A War that will Live in Infamy

The official death toll of U.S. service members killed in Iraq since the March 2003 invasion has now exceeded that of Pearl Harbor.

As of Tuesday 2,423 troops had died in the Iraq conflict. The number killed at Pearl Harbor was 2,403.

Bugging Out

South Korea began bringing troops home from Iraq Tuesday under a plan to scale back its presence there by a third, military officials said.

Seoul plans to withdraw about 1,000 of its 3,200-member contingent stationed in northern Iraq by the end of this year.

[snip]

South Korea deployed nearly 3,600 troops in the northern Iraq city of Irbil in 2004, making it the second-largest U.S. coalition partner after Britain.
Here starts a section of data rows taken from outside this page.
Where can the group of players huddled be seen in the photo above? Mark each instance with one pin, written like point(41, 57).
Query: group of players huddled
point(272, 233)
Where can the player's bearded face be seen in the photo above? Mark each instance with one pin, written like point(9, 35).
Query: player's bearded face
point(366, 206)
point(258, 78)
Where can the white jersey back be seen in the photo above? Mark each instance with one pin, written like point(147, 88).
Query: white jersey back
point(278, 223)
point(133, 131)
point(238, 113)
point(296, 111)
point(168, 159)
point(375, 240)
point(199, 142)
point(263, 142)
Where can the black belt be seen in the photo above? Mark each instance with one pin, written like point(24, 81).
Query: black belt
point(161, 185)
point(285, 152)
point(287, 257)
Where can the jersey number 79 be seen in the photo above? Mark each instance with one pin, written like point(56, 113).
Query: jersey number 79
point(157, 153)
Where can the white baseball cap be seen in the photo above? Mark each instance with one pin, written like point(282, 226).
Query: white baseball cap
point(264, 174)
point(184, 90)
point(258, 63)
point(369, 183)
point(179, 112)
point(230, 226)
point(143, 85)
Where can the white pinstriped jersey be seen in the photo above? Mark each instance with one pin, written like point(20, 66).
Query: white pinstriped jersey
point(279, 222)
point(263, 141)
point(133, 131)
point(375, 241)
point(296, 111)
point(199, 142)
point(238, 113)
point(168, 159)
Can You Hear Me Now? Good!

A sectarian scuffle in the lobby of Iraq’s parliament — over a religious mobile phone ringtone — prompted an angry walkout by some legislators on Wednesday.

[snip]

Gufran al-Saidi, from the Islamist movement of fiery Shi’ite cleric Moqtada al-Sadr, stormed out and told reporters that a bodyguard for speaker Mahmoud al-Mashhadani had attacked one of her aides on Monday because her phone played a Shi’ite chant.
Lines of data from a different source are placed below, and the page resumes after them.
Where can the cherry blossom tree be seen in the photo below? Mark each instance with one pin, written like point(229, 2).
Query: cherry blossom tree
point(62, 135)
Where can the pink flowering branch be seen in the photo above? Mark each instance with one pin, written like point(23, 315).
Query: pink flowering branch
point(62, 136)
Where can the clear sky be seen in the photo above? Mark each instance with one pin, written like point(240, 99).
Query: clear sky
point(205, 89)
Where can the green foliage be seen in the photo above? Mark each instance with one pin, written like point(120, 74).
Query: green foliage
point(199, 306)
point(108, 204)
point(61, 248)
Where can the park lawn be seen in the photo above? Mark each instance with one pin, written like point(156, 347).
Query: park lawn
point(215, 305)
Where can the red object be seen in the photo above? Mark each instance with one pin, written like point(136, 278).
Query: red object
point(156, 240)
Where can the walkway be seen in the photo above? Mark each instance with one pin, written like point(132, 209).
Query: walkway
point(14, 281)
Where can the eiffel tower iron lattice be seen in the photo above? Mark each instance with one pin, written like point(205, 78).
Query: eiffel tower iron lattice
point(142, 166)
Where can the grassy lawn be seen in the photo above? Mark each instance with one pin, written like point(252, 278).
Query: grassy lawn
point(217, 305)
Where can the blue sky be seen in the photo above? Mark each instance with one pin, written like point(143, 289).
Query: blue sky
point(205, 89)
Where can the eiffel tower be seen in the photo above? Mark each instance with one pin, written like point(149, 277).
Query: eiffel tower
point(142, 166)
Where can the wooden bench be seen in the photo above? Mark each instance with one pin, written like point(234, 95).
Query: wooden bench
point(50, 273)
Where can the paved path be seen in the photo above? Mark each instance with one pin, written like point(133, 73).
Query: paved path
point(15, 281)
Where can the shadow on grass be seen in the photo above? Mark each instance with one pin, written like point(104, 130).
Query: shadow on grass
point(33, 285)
Other members joined the walkout and complained that the speaker had acted improperly by switching off Saidi’s microphone and ordering television cameras to be switched off.

Saidi, appearing veiled in a traditional black robe, said her aide was holding her phone for her in the lobby when it rang — with a Shi’ite religious harmony. A bodyguard for speaker Mashhadani came over and told him to switch it off, she said.

He did. But when the phone rang again, several parliamentary guards attacked Saidi’s assistant and there was a general scuffle, she said, in which she too became involved.